You can see my work on my website, www.alexrotasphotography.co.uk, where I also showcase any exhibitions I might have at the time. I also have a very active page on Facebook, Alex Rotas Photography, where I try to keep up to date with my activities. The page is also becoming a welcoming forum for older sportsmen and sportswomen across the globe to connect, share, and celebrate their own achievements.
Can you explain what the Bristol, UK-based organization Active Ageing is about? You are an ambassador for that group. What is their mission and purpose?
I may have traveled the world photographing elite older athletes, but I’m very proud of my city, Bristol, and delighted to support a local initiative, Active Ageing Bristol, which seeks to promote increased physical activity among the over 50s within the city.

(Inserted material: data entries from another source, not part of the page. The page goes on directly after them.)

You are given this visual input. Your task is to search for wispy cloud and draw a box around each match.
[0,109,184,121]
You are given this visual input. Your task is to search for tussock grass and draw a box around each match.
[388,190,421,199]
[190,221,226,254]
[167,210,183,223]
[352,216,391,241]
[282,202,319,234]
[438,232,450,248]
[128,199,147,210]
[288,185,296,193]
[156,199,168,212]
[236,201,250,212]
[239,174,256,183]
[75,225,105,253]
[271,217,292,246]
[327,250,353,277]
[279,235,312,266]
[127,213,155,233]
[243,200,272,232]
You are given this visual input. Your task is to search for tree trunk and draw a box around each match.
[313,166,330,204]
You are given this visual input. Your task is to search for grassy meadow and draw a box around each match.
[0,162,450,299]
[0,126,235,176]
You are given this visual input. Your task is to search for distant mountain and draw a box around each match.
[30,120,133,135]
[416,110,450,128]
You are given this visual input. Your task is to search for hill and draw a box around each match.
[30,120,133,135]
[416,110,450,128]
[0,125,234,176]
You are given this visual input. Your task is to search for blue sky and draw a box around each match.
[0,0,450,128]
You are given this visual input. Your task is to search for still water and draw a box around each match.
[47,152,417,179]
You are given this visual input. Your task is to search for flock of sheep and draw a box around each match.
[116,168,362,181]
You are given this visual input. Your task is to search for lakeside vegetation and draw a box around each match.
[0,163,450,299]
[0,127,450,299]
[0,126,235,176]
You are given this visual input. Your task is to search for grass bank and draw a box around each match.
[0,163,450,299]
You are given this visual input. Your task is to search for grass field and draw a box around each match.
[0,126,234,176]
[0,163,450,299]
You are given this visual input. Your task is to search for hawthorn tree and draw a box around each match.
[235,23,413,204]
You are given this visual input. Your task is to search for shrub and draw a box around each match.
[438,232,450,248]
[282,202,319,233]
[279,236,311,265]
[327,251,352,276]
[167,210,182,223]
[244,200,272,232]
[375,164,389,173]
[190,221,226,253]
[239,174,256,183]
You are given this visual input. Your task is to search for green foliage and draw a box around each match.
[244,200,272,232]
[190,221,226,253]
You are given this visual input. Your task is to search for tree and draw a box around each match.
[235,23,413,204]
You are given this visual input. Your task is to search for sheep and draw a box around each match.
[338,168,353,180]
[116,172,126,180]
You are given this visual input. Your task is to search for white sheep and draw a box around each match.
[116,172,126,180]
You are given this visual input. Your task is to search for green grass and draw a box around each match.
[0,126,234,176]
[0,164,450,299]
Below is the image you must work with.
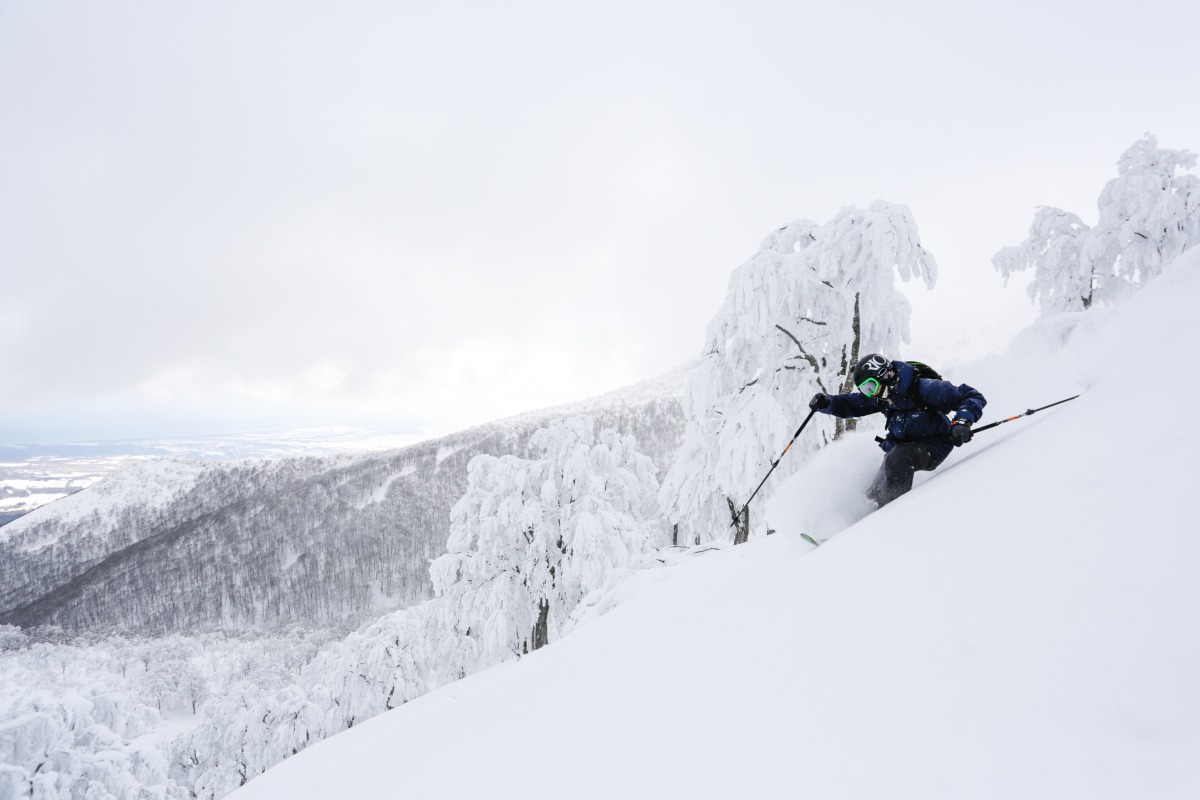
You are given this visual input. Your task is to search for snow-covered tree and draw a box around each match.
[659,200,937,542]
[430,416,664,663]
[992,134,1200,314]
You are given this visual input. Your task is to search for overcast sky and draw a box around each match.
[0,0,1200,443]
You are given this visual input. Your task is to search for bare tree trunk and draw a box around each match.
[725,498,750,545]
[532,597,550,650]
[833,291,863,440]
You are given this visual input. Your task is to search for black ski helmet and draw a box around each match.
[854,353,896,386]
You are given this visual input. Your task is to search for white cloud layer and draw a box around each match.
[0,0,1200,441]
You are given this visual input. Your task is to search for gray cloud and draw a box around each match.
[0,2,1200,438]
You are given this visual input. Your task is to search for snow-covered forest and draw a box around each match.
[0,136,1200,799]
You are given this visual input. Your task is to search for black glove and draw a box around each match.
[950,420,973,447]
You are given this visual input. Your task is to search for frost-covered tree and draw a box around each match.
[430,416,664,663]
[659,200,937,542]
[992,134,1200,314]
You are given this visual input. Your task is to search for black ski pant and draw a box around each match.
[866,439,949,509]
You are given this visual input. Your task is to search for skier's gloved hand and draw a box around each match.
[950,420,973,447]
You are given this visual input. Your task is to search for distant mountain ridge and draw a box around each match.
[0,369,686,634]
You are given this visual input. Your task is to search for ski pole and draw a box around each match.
[730,409,817,528]
[972,395,1079,434]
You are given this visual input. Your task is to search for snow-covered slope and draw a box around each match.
[234,252,1200,800]
[0,373,683,633]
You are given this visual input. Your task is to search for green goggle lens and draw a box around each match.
[858,378,883,397]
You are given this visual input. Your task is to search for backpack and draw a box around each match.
[905,361,946,380]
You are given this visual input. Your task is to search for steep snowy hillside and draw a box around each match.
[0,373,683,633]
[234,252,1200,800]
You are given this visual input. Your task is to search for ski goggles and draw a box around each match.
[858,378,883,397]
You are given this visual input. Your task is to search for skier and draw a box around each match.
[809,353,988,507]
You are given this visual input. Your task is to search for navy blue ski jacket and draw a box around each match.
[821,361,988,458]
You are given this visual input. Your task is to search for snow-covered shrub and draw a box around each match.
[430,416,665,663]
[992,134,1200,314]
[659,200,937,543]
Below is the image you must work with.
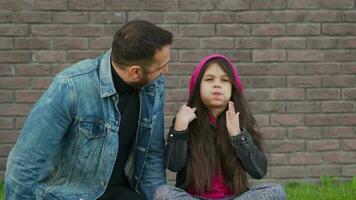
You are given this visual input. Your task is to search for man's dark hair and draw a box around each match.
[111,20,173,70]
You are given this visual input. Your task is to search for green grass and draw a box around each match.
[0,176,356,200]
[285,177,356,200]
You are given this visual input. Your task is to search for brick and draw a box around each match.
[244,89,272,101]
[251,24,285,36]
[106,0,144,11]
[179,0,215,10]
[15,64,51,76]
[216,0,250,10]
[181,25,215,36]
[13,11,51,23]
[343,11,356,22]
[0,24,29,36]
[68,50,102,62]
[52,38,88,50]
[0,117,14,130]
[241,76,286,88]
[322,0,355,9]
[179,50,212,62]
[165,89,188,102]
[271,10,308,23]
[0,91,14,103]
[237,11,272,23]
[271,114,304,126]
[31,78,52,90]
[287,0,321,9]
[322,23,356,35]
[31,25,69,36]
[143,0,178,11]
[260,127,286,140]
[341,165,356,177]
[0,0,31,11]
[288,127,321,139]
[286,24,321,35]
[342,88,356,99]
[289,152,322,165]
[287,101,321,113]
[249,102,284,113]
[15,37,50,49]
[340,139,356,151]
[199,37,234,49]
[305,114,342,126]
[321,102,354,113]
[52,11,89,24]
[216,24,250,36]
[307,139,340,151]
[15,91,42,103]
[33,51,66,63]
[307,37,340,49]
[272,37,306,49]
[305,10,343,22]
[0,104,30,116]
[163,12,199,24]
[0,77,29,89]
[322,127,356,138]
[68,0,105,10]
[200,11,235,24]
[339,38,356,49]
[70,25,104,37]
[237,63,269,75]
[322,151,356,164]
[236,37,271,49]
[305,63,339,75]
[172,37,199,49]
[251,0,286,10]
[272,89,305,100]
[32,0,68,10]
[287,76,322,88]
[267,153,288,166]
[322,75,356,87]
[0,37,13,49]
[89,38,113,50]
[269,166,306,178]
[271,63,305,75]
[0,131,19,144]
[307,165,341,178]
[287,50,324,61]
[252,49,286,62]
[323,50,356,62]
[254,114,270,127]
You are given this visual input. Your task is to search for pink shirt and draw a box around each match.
[188,172,232,199]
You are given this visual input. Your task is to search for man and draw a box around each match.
[5,21,172,200]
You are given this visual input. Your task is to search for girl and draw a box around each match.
[154,54,286,200]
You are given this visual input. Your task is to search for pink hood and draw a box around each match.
[189,54,243,96]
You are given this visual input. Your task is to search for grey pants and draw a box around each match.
[153,183,286,200]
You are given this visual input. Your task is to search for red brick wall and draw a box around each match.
[0,0,356,184]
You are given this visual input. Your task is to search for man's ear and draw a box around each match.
[127,65,143,80]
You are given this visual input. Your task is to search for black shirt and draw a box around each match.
[100,67,140,199]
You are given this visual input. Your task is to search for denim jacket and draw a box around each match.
[5,50,166,200]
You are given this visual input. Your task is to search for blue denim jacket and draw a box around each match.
[5,50,166,200]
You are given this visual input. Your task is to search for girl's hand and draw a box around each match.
[174,105,197,131]
[226,101,241,136]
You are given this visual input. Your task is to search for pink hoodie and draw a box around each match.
[188,54,243,199]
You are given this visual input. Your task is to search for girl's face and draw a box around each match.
[200,63,232,115]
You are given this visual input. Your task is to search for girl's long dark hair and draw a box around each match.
[186,58,261,195]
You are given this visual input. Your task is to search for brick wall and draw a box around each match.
[0,0,356,184]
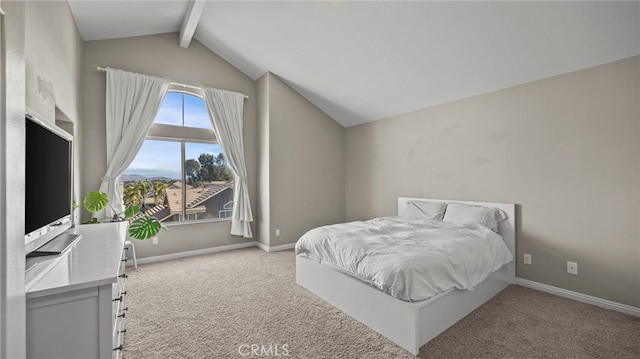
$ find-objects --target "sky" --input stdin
[124,92,222,179]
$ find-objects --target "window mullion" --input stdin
[180,141,188,221]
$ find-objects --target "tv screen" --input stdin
[25,117,72,235]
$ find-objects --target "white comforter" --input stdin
[296,217,513,301]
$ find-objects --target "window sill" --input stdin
[163,218,231,227]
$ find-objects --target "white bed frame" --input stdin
[296,197,516,355]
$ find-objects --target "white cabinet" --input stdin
[26,223,126,359]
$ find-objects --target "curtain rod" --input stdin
[96,66,249,98]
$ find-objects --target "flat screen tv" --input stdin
[24,115,73,253]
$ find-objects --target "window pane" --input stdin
[120,140,182,222]
[153,92,182,126]
[184,142,233,221]
[184,94,213,128]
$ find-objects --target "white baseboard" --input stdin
[132,242,296,266]
[135,242,256,265]
[516,278,640,317]
[256,242,296,252]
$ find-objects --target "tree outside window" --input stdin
[121,91,234,223]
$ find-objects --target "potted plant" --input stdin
[83,191,166,240]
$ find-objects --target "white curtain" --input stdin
[96,69,169,219]
[202,88,253,238]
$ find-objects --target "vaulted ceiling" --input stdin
[69,0,640,127]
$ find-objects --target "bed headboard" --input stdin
[398,197,516,282]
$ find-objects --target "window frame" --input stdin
[128,84,233,226]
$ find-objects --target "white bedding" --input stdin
[296,217,513,301]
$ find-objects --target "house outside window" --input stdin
[218,201,233,218]
[121,87,234,224]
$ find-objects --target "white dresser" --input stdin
[26,222,127,359]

I’ve worked with them for many years now and held public, outdoor exhibitions in the city center which have showcased the competitive world-class athletes I photograph alongside people involved in the local grassroots groups they support.
What has struck me when I’ve photographed these local initiatives, including projects that encourage very gentle movement among people who are at risk of serious immobility through lack of exercise, is that the quality of joy and the sense of personal challenge is the same, whether someone is trying to break a world record at a big international meet or to balance a bean-bag on their head while they walk around a hall. I’ve found that my photos of both extremes have had an emotional similarity even if the contexts may be very different.
One of the things I’m most grateful about with my self-imposed remit and work to promote a more positive outlook on aging through photography is the variety of different events and experiences it’s opened up for me and the wide range of people I’ve met through it, both on my doorstep and across the world. I feel very lucky indeed to have found this new passion and career.